Harapan tersebut adalah untuk mengakhiri ketegangan serta konflik bersenjata yang selama ini berkobar antara suku-suku Arab Badui dan kelompok bersenjata lokal. Pemerintah menyebutnya sebagai “kelompok di luar hukum”.

Tak seperti upaya-upaya sebelumnya, perjanjian kali ini dinilai lebih menjanjikan. Menurut para pengamat, terdapat sejumlah faktor yang kali ini bisa memberi daya tahan bagi perjanjian tersebut.

Bahkan. Menurutnya, menjadi jalan keluar yang nyata dari kekacauan berkepanjangan di provinsi yang mayoritas penduduknya beragama Druze itu.

Sejumlah kalangan meyakini bahwa perjanjian ini merupakan ujian sejati bagi kepemimpinan Presiden Suriah, Ahmad Al-Sharaa.

Jika berhasil, maka perjanjian ini tak hanya akan menstabilkan Suweida, tetapi juga menggagalkan upaya-upaya pihak asing yang dinilai ingin mendorong disintegrasi wilayah Suriah.

Kondisi kacau di Suweida pasca-penarikan pasukan pemerintah menyusul serangan udara Israel ke sejumlah titik vital Suriah pun menjadi pemicu perhatian internasional, termasuk dari Washington.

Dalam pernyataannya, Presiden Ahmad Al-Sharaa mengungkap bahwa ia menerima sejumlah seruan dari dunia internasional untuk segera campur tangan dan memulihkan keamanan di Suweida.
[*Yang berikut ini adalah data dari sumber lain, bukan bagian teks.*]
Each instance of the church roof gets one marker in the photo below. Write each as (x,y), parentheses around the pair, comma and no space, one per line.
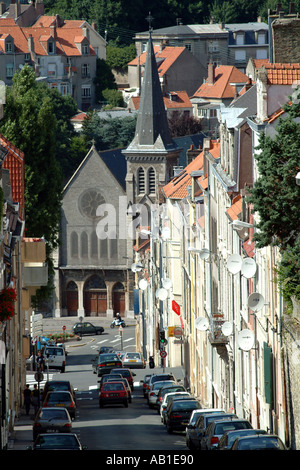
(152,128)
Ia menegaskan bahwa Suriah bukanlah ladang percobaan bagi proyek-proyek separatis atau disintegratif, sembari menyalahkan serangan Israel ke wilayah selatan dan ibu kota Damaskus sebagai pemicu utama eskalasi terakhir.

Peran internasional dan rancangan tiga tahap

Perjanjian gencatan senjata terbaru ini tak lepas dari peran aktif mediasi internasional, khususnya negara-negara Teluk Arab.

Perjanjian itu disusun dalam 3 tahap utama. Tahap pertama adalah penghentian bentrokan antara kelompok bersenjata lokal dan pasukan suku Arab Badui.

Tahap kedua menyangkut pengiriman bantuan medis serta pemulihan layanan dasar.

Sementara tahap ketiga, jika stabilitas telah tercapai, akan dilanjutkan dengan reaktivasi lembaga-lembaga negara dan penyebaran pasukan keamanan dalam negeri di seluruh wilayah Suweida.

Peneliti politik sekaligus kolumnis, Muayyad Ghazlan Qablawi, menilai bahwa keunggulan perjanjian ini terletak pada formulasi yang lebih realistis.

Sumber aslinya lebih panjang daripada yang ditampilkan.